2.8 Christian teachings about gender prejudice and discrimination: Christian opposition to gender prejudice and discrimination, including Galatians 3:23–29; examples of Christian opposition to gender prejudice and discrimination; divergent Christian attitudes to gender differences, including the role of women in the Church, prejudice and discrimination and Christian responses to them.
Home Learning in Religious Education

Home learning will consolidate and extend the the learning undertaken in lessons. It will enable pupils to develop skills, to reflect on the ideas they have studied and to investigate further areas of personal interest.

Learning for tests and examinations is also an important part of home learning.

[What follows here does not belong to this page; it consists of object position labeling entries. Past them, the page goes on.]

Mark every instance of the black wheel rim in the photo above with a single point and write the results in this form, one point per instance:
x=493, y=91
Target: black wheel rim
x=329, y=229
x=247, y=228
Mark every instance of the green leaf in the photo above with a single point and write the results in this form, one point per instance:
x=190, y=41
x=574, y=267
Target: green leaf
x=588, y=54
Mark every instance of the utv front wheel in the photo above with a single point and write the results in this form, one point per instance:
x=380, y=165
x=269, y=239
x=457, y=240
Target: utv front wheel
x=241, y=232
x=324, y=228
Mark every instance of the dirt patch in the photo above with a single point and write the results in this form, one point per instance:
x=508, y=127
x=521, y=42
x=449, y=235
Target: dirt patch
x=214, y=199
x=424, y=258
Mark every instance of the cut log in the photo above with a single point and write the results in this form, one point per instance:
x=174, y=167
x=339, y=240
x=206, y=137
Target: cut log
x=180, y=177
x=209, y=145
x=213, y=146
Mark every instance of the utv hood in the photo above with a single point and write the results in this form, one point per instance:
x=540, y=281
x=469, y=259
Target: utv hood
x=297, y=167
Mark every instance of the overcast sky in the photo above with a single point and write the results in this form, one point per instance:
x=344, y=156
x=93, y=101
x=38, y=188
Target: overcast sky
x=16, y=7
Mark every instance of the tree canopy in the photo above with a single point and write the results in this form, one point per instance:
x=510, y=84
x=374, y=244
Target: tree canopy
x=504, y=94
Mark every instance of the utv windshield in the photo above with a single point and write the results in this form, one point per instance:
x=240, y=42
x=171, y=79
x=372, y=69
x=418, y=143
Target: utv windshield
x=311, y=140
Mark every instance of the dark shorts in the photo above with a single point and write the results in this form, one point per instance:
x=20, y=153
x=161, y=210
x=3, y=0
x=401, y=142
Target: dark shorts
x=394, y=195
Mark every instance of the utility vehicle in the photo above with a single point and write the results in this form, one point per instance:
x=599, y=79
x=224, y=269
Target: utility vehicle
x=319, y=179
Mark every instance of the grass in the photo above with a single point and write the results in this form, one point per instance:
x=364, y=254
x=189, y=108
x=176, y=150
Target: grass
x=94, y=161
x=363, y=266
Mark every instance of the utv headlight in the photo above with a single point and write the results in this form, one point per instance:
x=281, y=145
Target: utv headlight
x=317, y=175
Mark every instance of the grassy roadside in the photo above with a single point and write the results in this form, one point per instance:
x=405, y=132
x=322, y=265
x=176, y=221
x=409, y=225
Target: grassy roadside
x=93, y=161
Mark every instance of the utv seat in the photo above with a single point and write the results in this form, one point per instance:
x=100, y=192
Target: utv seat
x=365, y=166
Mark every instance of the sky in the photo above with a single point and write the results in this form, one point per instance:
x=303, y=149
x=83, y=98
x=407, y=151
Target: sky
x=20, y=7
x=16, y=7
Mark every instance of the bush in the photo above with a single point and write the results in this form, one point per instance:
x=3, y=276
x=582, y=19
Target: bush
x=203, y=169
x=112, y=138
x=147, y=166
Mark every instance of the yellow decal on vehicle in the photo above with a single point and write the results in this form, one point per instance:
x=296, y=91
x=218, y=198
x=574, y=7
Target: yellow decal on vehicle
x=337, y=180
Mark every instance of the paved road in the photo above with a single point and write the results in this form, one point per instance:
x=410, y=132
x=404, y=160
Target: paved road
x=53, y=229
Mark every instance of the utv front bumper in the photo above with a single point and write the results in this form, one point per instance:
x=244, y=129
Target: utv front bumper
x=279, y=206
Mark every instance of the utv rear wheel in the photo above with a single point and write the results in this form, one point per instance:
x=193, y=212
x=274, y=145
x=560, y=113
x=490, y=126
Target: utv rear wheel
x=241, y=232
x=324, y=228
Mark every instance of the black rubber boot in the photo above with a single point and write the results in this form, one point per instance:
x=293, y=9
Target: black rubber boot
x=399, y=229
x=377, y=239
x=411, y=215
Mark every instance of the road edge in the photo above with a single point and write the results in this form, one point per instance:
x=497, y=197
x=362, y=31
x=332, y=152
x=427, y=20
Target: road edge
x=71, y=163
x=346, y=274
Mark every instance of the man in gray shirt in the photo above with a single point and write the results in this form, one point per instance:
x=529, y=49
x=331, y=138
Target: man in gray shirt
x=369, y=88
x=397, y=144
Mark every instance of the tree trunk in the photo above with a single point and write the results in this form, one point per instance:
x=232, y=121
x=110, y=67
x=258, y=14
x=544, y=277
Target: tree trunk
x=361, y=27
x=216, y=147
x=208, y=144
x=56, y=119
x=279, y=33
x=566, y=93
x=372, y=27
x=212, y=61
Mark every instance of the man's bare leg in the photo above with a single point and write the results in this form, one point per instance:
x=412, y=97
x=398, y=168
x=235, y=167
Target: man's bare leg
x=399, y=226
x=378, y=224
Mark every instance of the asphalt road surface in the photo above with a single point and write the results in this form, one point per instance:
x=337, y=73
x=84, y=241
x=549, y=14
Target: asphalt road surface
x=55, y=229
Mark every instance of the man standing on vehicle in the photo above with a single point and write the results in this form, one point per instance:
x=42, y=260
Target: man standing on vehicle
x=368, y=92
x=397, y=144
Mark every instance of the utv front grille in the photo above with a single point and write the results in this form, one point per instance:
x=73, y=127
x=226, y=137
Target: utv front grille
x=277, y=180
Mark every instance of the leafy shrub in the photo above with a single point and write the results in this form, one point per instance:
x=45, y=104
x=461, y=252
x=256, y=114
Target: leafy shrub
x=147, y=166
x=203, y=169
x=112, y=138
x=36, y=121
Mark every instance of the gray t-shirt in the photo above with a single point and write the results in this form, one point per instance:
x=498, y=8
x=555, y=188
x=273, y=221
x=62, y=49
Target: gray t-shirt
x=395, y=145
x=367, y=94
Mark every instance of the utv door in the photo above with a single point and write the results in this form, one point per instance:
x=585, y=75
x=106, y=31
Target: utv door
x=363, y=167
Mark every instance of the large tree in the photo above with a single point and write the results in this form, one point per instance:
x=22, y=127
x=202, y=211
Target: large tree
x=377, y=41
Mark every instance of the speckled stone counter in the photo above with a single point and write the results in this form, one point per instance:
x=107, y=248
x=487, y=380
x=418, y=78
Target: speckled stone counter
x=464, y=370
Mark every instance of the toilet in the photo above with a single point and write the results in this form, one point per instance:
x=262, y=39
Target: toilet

Tasks set may include a selection of the following:

Writing a formal piece of work, which is marked and assessed by the teacher with clear indication on how to improve.
Revising for formal examinations, assessments and short tests.
Researching into specific topics to develop research skills e.g. interviewing family or friends.
Written work, which will include questions requiring pupils to reflect on their learning. This may involve interpreting sacred texts.
Creative tasks sometimes to express ideas and values. These may use a variety of skills designed to reinforce and develop learning.

Timetable Allocation
The timetable allocation for RE in 2017/18 is:
Year 9 2 x 1 hour for Week A and Week B
Years 10 and 11 5 hours across Week A and Week B
Staff for 2017/18
Subject Leader Mr J Harding
Teaching Staff Mrs C McAuley
Miss H Newsham
Mrs J Lowe
  Miss A Southworth
  Mrs C Walker
  Mrs S Boylan
Rooms and Resources

The department has a suite of three teaching rooms and is well-stocked and resourced.

Lay Chaplain

Mrs P. Burdess is the Lay Chaplain. The department supports the chaplain in developing the spiritual life of the school both through the curriculum and in extra-curricular activities such as day visits and a residential retreat to Castlerigg.